I've got some feedback to my recent blogs ... mostly in the form of questions: so here are some (hopefully useful) answers.


Andrew asked about my thoughts on general compiler design. I'd sum it up in one phrase - Keep It Simple - break the compilation process into a series of small discreet steps. Don't have multi-thousand line functions that try to do 50 different tasks. It is much better to have 50 small function each of which does one very specific task. My ideal compiler would be a parser that builds a very rough AST and then runs a multitude of visitors over the tree gradually checking for errors and converting the tree to the final fully resolved form.

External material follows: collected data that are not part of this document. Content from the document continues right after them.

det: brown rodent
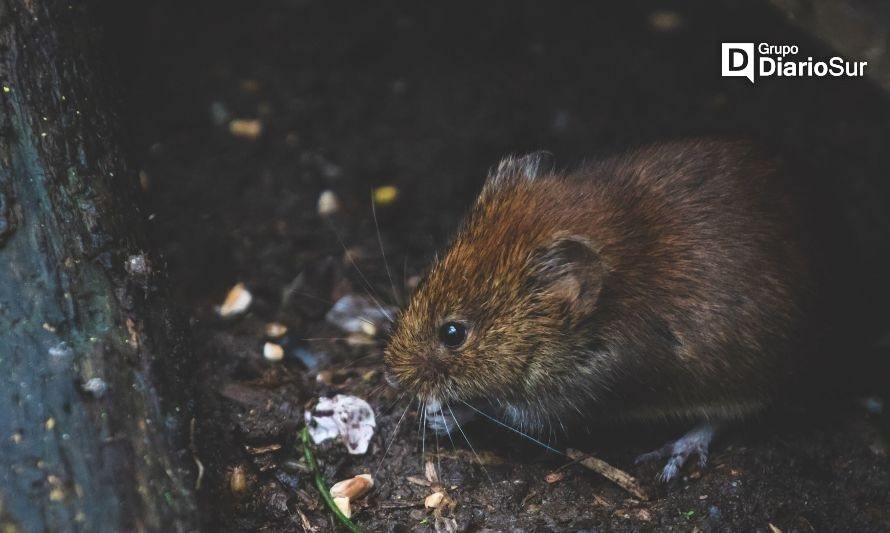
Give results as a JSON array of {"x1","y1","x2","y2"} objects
[{"x1": 384, "y1": 138, "x2": 815, "y2": 478}]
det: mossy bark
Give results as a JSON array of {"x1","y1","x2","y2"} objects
[{"x1": 0, "y1": 0, "x2": 196, "y2": 530}]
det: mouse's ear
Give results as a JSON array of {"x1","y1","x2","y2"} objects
[
  {"x1": 528, "y1": 235, "x2": 604, "y2": 321},
  {"x1": 483, "y1": 151, "x2": 554, "y2": 192}
]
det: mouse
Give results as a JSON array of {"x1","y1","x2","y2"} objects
[{"x1": 384, "y1": 138, "x2": 816, "y2": 480}]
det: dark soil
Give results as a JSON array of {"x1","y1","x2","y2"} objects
[{"x1": 123, "y1": 0, "x2": 890, "y2": 530}]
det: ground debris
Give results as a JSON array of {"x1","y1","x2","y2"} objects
[
  {"x1": 325, "y1": 294, "x2": 394, "y2": 336},
  {"x1": 330, "y1": 473, "x2": 374, "y2": 500},
  {"x1": 305, "y1": 394, "x2": 376, "y2": 454},
  {"x1": 567, "y1": 449, "x2": 649, "y2": 501},
  {"x1": 218, "y1": 282, "x2": 252, "y2": 317}
]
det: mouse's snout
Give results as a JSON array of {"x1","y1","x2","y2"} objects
[{"x1": 385, "y1": 346, "x2": 453, "y2": 397}]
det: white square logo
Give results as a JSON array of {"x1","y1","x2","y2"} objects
[{"x1": 722, "y1": 43, "x2": 755, "y2": 83}]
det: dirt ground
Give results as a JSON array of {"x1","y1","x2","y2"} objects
[{"x1": 122, "y1": 0, "x2": 890, "y2": 530}]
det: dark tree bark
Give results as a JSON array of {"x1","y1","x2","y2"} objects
[{"x1": 0, "y1": 1, "x2": 196, "y2": 531}]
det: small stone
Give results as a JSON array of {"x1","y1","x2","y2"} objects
[
  {"x1": 228, "y1": 118, "x2": 263, "y2": 139},
  {"x1": 264, "y1": 322, "x2": 288, "y2": 338},
  {"x1": 545, "y1": 471, "x2": 564, "y2": 484},
  {"x1": 649, "y1": 10, "x2": 683, "y2": 32},
  {"x1": 230, "y1": 464, "x2": 249, "y2": 494},
  {"x1": 263, "y1": 342, "x2": 284, "y2": 362},
  {"x1": 218, "y1": 283, "x2": 252, "y2": 317},
  {"x1": 48, "y1": 342, "x2": 73, "y2": 359},
  {"x1": 125, "y1": 253, "x2": 151, "y2": 277},
  {"x1": 373, "y1": 185, "x2": 399, "y2": 206},
  {"x1": 83, "y1": 377, "x2": 108, "y2": 398},
  {"x1": 317, "y1": 190, "x2": 341, "y2": 216},
  {"x1": 139, "y1": 170, "x2": 151, "y2": 191}
]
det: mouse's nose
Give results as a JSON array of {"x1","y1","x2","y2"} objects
[{"x1": 416, "y1": 353, "x2": 452, "y2": 382}]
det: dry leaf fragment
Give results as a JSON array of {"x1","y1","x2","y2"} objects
[{"x1": 424, "y1": 460, "x2": 440, "y2": 484}]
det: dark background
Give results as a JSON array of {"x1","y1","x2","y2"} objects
[{"x1": 110, "y1": 0, "x2": 890, "y2": 530}]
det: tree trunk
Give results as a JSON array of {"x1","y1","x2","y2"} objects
[{"x1": 0, "y1": 1, "x2": 197, "y2": 531}]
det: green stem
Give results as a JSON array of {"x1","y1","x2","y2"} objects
[{"x1": 300, "y1": 427, "x2": 364, "y2": 533}]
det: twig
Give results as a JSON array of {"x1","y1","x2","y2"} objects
[
  {"x1": 300, "y1": 427, "x2": 363, "y2": 532},
  {"x1": 566, "y1": 448, "x2": 650, "y2": 501}
]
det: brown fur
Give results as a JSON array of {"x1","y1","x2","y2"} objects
[{"x1": 385, "y1": 139, "x2": 813, "y2": 431}]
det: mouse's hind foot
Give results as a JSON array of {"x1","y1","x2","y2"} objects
[{"x1": 634, "y1": 423, "x2": 716, "y2": 482}]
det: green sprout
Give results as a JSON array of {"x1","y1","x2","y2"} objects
[{"x1": 300, "y1": 427, "x2": 363, "y2": 532}]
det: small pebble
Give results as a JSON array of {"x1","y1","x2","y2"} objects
[
  {"x1": 317, "y1": 190, "x2": 340, "y2": 216},
  {"x1": 545, "y1": 471, "x2": 564, "y2": 484},
  {"x1": 230, "y1": 465, "x2": 249, "y2": 494},
  {"x1": 263, "y1": 342, "x2": 284, "y2": 362},
  {"x1": 648, "y1": 10, "x2": 683, "y2": 32},
  {"x1": 264, "y1": 322, "x2": 288, "y2": 338},
  {"x1": 373, "y1": 185, "x2": 399, "y2": 206},
  {"x1": 218, "y1": 283, "x2": 252, "y2": 317},
  {"x1": 228, "y1": 118, "x2": 263, "y2": 139},
  {"x1": 83, "y1": 377, "x2": 108, "y2": 398}
]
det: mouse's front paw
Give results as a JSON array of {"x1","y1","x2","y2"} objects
[{"x1": 634, "y1": 423, "x2": 715, "y2": 482}]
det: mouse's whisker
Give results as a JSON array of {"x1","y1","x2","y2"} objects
[
  {"x1": 323, "y1": 217, "x2": 395, "y2": 323},
  {"x1": 375, "y1": 396, "x2": 414, "y2": 477},
  {"x1": 285, "y1": 290, "x2": 336, "y2": 306},
  {"x1": 370, "y1": 190, "x2": 403, "y2": 307},
  {"x1": 458, "y1": 399, "x2": 565, "y2": 456},
  {"x1": 433, "y1": 424, "x2": 442, "y2": 482},
  {"x1": 378, "y1": 390, "x2": 407, "y2": 415},
  {"x1": 438, "y1": 405, "x2": 458, "y2": 451},
  {"x1": 446, "y1": 403, "x2": 493, "y2": 484},
  {"x1": 421, "y1": 400, "x2": 428, "y2": 470}
]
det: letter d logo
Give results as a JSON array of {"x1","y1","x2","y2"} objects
[{"x1": 721, "y1": 43, "x2": 755, "y2": 83}]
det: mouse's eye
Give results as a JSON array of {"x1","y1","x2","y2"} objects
[{"x1": 438, "y1": 322, "x2": 467, "y2": 348}]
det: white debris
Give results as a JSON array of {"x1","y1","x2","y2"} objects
[
  {"x1": 48, "y1": 342, "x2": 73, "y2": 359},
  {"x1": 218, "y1": 283, "x2": 252, "y2": 317},
  {"x1": 125, "y1": 253, "x2": 151, "y2": 277},
  {"x1": 83, "y1": 377, "x2": 108, "y2": 397},
  {"x1": 305, "y1": 394, "x2": 376, "y2": 454},
  {"x1": 317, "y1": 190, "x2": 341, "y2": 216},
  {"x1": 333, "y1": 496, "x2": 351, "y2": 518},
  {"x1": 325, "y1": 294, "x2": 394, "y2": 336},
  {"x1": 263, "y1": 342, "x2": 284, "y2": 362},
  {"x1": 264, "y1": 322, "x2": 288, "y2": 338}
]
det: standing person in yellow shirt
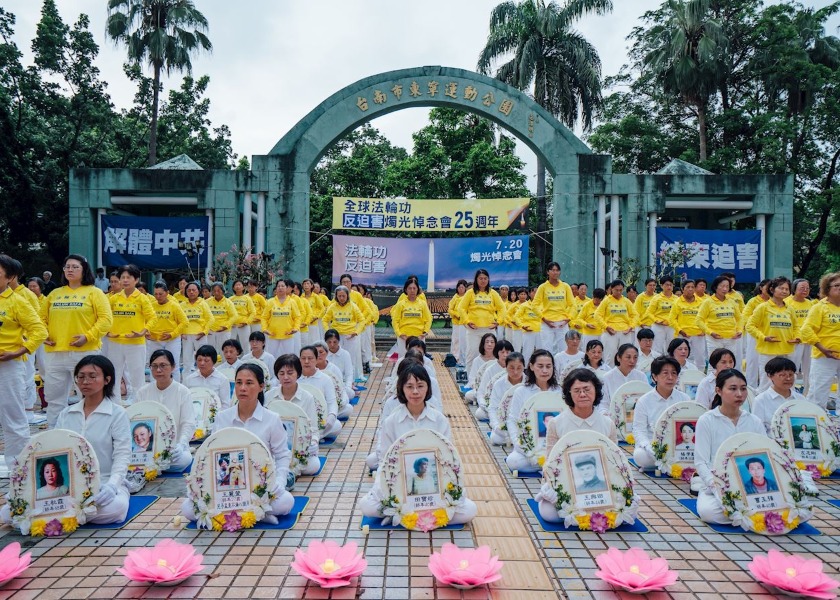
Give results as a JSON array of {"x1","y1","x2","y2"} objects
[
  {"x1": 262, "y1": 280, "x2": 301, "y2": 358},
  {"x1": 643, "y1": 276, "x2": 677, "y2": 355},
  {"x1": 228, "y1": 279, "x2": 256, "y2": 349},
  {"x1": 172, "y1": 276, "x2": 189, "y2": 303},
  {"x1": 497, "y1": 285, "x2": 511, "y2": 341},
  {"x1": 448, "y1": 280, "x2": 468, "y2": 366},
  {"x1": 391, "y1": 279, "x2": 432, "y2": 356},
  {"x1": 41, "y1": 254, "x2": 113, "y2": 426},
  {"x1": 460, "y1": 269, "x2": 506, "y2": 365},
  {"x1": 787, "y1": 278, "x2": 815, "y2": 388},
  {"x1": 800, "y1": 272, "x2": 840, "y2": 409},
  {"x1": 180, "y1": 282, "x2": 211, "y2": 374},
  {"x1": 147, "y1": 281, "x2": 188, "y2": 382},
  {"x1": 508, "y1": 287, "x2": 529, "y2": 353},
  {"x1": 667, "y1": 280, "x2": 705, "y2": 369},
  {"x1": 105, "y1": 264, "x2": 157, "y2": 404},
  {"x1": 107, "y1": 271, "x2": 121, "y2": 296},
  {"x1": 514, "y1": 286, "x2": 543, "y2": 361},
  {"x1": 6, "y1": 260, "x2": 42, "y2": 421},
  {"x1": 532, "y1": 262, "x2": 575, "y2": 354},
  {"x1": 593, "y1": 279, "x2": 638, "y2": 365},
  {"x1": 572, "y1": 288, "x2": 606, "y2": 348},
  {"x1": 695, "y1": 275, "x2": 743, "y2": 367},
  {"x1": 291, "y1": 280, "x2": 313, "y2": 354},
  {"x1": 742, "y1": 279, "x2": 771, "y2": 387},
  {"x1": 205, "y1": 283, "x2": 237, "y2": 351},
  {"x1": 0, "y1": 255, "x2": 47, "y2": 464},
  {"x1": 722, "y1": 272, "x2": 746, "y2": 313},
  {"x1": 322, "y1": 286, "x2": 365, "y2": 378},
  {"x1": 27, "y1": 277, "x2": 49, "y2": 405},
  {"x1": 301, "y1": 278, "x2": 326, "y2": 345},
  {"x1": 355, "y1": 284, "x2": 376, "y2": 372},
  {"x1": 746, "y1": 277, "x2": 801, "y2": 392},
  {"x1": 634, "y1": 278, "x2": 658, "y2": 330},
  {"x1": 247, "y1": 279, "x2": 267, "y2": 333}
]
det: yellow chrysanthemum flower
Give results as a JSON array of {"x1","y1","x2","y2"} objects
[
  {"x1": 575, "y1": 514, "x2": 591, "y2": 530},
  {"x1": 751, "y1": 513, "x2": 766, "y2": 533},
  {"x1": 433, "y1": 509, "x2": 449, "y2": 527},
  {"x1": 401, "y1": 513, "x2": 419, "y2": 530},
  {"x1": 625, "y1": 434, "x2": 635, "y2": 445},
  {"x1": 606, "y1": 512, "x2": 617, "y2": 528},
  {"x1": 240, "y1": 511, "x2": 257, "y2": 529},
  {"x1": 30, "y1": 519, "x2": 47, "y2": 536},
  {"x1": 211, "y1": 513, "x2": 226, "y2": 531},
  {"x1": 194, "y1": 429, "x2": 205, "y2": 440},
  {"x1": 61, "y1": 517, "x2": 78, "y2": 534},
  {"x1": 537, "y1": 455, "x2": 546, "y2": 467},
  {"x1": 670, "y1": 464, "x2": 683, "y2": 478},
  {"x1": 144, "y1": 469, "x2": 158, "y2": 481}
]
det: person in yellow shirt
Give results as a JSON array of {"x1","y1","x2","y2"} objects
[
  {"x1": 634, "y1": 278, "x2": 658, "y2": 329},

Of course the one “problem” with this mult-pass approach is performance: you may end up with an extremely robust, correct, easily maintainable compiler but if it takes 30 minutes to compile Hello World then no one will use it. So as with lots of software problems there is a trade-off here: in this case it is the number of passes vs the complexity of each pass. But as the very least you should never have one pass that tries to do two tasks that have a strong chance of interfering with each other.


Matt and Phil asked what source code control system we use. We don't use Visual SourceSafe: though some teams at Microsoft do use it - I know that the MFC/ATL guys used it for quite a while and were very happy with it. A couple of years ago it was decided that Visual Studio should follow the NT model and create a unified source repository for all the source code that made up the product (up until this point each sub-team had looked after its own source code) - given that this includes 10'000s of files and millions of lines of code VSS was not really up to the task. So we use a source code control system called Source Depot.